Seven Israelis on trial for fake French minister Le Drian scam

4 February 2020

BBC — Seven alleged fraudsters are going on trial in Paris accused of impersonating a French minister to trick wealthy victims out of more than €50m (£42m).

Investigators say the scam involved a fake Jean-Yves Le Drian — now French foreign minister — requesting funds by phone and Skype for a “secret mission”.

The alleged masterminds are two Franco-Israelis: Gilbert Chikli, 54, and Anthony Lasarevitsch, 35.

Ismaili Muslim leader the Aga Khan and a Turkish tycoon were allegedly conned.

At the time Mr Le Drian was defence minister and not especially well known internationally – a fact that apparently made the fake more believable. The money was often said to be for ransom payments to hostage-takers, or anti-terror operations.

In meetings arranged on Skype, one of the the fraudsters wore a custom-made Le Drian mask and sat in a facsimile of Le Drian’s ministerial office, complete with flags and a portrait of then-President François Hollande.

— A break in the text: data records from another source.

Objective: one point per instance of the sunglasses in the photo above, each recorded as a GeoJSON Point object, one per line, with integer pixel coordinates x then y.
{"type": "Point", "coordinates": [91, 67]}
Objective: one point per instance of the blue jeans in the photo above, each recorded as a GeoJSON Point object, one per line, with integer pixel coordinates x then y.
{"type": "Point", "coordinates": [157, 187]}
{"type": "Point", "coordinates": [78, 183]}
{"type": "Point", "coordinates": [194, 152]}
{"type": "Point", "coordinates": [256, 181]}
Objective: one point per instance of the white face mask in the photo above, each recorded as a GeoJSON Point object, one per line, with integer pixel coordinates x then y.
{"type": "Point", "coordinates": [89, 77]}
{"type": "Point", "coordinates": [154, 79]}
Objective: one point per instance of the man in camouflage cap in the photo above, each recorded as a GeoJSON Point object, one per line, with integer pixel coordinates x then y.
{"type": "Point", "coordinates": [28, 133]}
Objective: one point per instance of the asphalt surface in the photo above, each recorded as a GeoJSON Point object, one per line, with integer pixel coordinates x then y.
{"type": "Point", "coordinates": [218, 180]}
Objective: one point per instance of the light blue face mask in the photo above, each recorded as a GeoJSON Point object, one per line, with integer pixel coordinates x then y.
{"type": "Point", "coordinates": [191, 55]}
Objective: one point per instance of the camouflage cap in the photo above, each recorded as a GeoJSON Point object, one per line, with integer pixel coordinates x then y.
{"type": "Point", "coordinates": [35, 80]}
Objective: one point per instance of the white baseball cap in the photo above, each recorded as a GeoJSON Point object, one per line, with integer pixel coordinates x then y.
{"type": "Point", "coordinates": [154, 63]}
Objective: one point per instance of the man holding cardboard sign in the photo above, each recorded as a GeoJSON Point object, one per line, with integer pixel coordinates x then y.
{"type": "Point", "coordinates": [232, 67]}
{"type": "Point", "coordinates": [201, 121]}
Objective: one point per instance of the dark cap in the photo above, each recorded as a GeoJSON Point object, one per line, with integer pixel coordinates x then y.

The gang allegedly approached more than 150 prominent figures and organisations in 2015-2016, including King Philippe of Belgium, Gabonese President Ali Bongo, the CEO of the Lafarge cement company, church leaders and charities. In all but a few cases the targets did not fall for the gang’s hoax.

The two chief suspects were extradited to France from Ukraine in 2017.

Mr Chikli and Mr Lasarevitsch deny the charges. According to Mr Chikli, somebody else carried out the fake Le Drian scam.

The Aga Khan parted with €20m, AFP news agency reports, €7.7m of which could not be recovered. Turkish businessman Inan Kirac allegedly wired more than €47m, and Château Margaux vineyards lost €3m.

Prosecutors say evidence was found on the mobile phones of Mr Chikli and Mr Lasarevitsch, after their arrest in Ukraine, suggesting that they planned to impersonate Prince Albert II of Monaco next. There were mobile phone pictures of a silicone mask of Prince Albert.

Six of the seven defendants are charged in connection with both the Le Drian hoax and the Prince Albert plot.

In a French TV interview in 2010, Mr Chikli described previous scams, saying “you’ve either got the gift or you haven’t, it’s like famous actors.